Could your holiday flight be cancelled due to lack of fuel – and will you have to pay extra?

As the last jet fuel tanker to leave the Middle East reaches the UK, passengers are understandably worried about flight viability

Could your holiday flight be cancelled due to lack of fuel – and will you have to pay extra?

With each day that passes since the start of war between the US, Israel and Iran, the impact on people in Britain increases.

Could your holiday flight be cancelled due to lack of fuel? That's the question increasingly many people are asking after reports that the final tanker carrying jet fuel from the Middle East to the UK will arrive imminently.

From the start of April, Pakistan has told foreign pilots to arrive with as much fuel as possible for their return journey. The announcement comes as some Asian countries are grounding flights and European airlines are making plans to deal with shortages. So what is possible, what is probable and what are your rights? These are the key questions and answers.

“The final tanker carrying jet fuel from the Middle East to the UK” sounds ominous. How worried should we be?

Knowing that there are normally half a dozen tankers en route from the Gulf region to the UK with jet fuel, but the last one is nearing port, sounds worrying. But the airlines, the airport and the government all point to range of other supplies – including the US, Nigeria and the Netherlands.

But talking to the big UK and Irish airlines, they are confident that supplies are sufficient to cover the busy Easter spell and the rest of April. Beyond that, visibility is more difficult.

The Department for Energy Security and Net Zero told The Independent: “Jet fuel shipments are continuing to arrive in the UK. The UK receives imports of jet fuel from India, US and the Netherlands as well as smaller amounts from a range of other countries."

The picture is more concerning in parts of Asia. Airlines in Vietnam and the Philippines are cancelling flights, and if I were on a backpacking trip relying on budget airlines I would be concerned. Pakistan has just put out a Notice to Air Missions (“Notam”) saying: “Due to disruption in supply chain of jet fuel, as a precautionary measure airlines are advised to carry maximum fuel from abroad and minimise uplift of jet fuel from Pakistan.”

What about British or European airlines flying from cities in the Middle East?

The Pakistan warning is significant. There is no problem with bringing in fuel on the 90-minute hop from Dubai to Karachi. This is a practice known as “tankering”. But an 11-hour flight from Heathrow to Islamabad is different. Individual airports may run short of fuel.
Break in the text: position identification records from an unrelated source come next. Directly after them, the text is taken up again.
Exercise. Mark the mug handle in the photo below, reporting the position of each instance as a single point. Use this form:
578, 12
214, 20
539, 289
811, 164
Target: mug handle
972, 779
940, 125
Were this to happen – as it already is in Cuba due to the US blockade – airlines continue to fly, but typically they will stop off somewhere else to take on more fuel.

Oddly at the same time as fuel is getting scarce, European airlines including British Airways and Virgin Atlantic are stepping up flights to Asia, to cash in on the parlous state of the Gulf airlines.

We've also heard of American and Scandinavian airlines cancelling flights?

Yes, but that is much more of a financial issue. Airlines that are not locked into low fuel prices are seeing their costs rise very steeply. So United of the US and SAS, the Scandinavian airline, have announced the cancellation of thousands of flights between them – but they are departures that have switched from marginally profitable to loss-making due to the rising price of aviation fuel.

Could we even face surcharges?

All the big airlines operating from the UK – British Airways, easyJet, Jet2, Ryanair and Virgin Atlantic – have locked into lower fuel prices. None of the airlines intends to surcharge existing passengers.

There is no convention of asking people who have paid in full for their flights to pay more. However, that’s not the case for package holidays.

“Hedging” the price of fuel comes at a cost and plenty of firms choose not to lock into low fares. They are therefore exposed to the full weight of the approximate doubling of the oil price. Under the Package Travel Regulations, travel firms are allowed to ask for more money if “the price of the carriage of passengers resulting from the cost of fuel” has risen. There is no upper limit to the amount that the travel firm can demand. But if the proposed surcharge is eight per cent or more, then you have the right to get your money back.

Many surcharges turn out to be eight per cent, representing an extra £80 on a £1,000 holiday.

Will we be paying more for our flights?

Longer term, higher fares are likely. Kenton Jarvis, chief executive of easyJet, told The Independent: “The industry has no choice. It’s a low-margin, highly competitive sector. We make about £7 per seat. If fuel goes up £10, you have to respond.”

Is there such a thing as panic buying for flights and holidays – and would you advise it?

I never advise anybody to panic. There is, though, an argument for committing to the flights you will take over the coming months in the knowledge that you will get strong consumer protection. For example I have just bought a ticket for a princely £40 to Cyprus in May, and one coming back from Georgia later the same month.

I fully expect those flights to go ahead, but should the airline cancel I know that under air passenger rights rules, the carrier has to provide an alternative departure for me at no extra cost.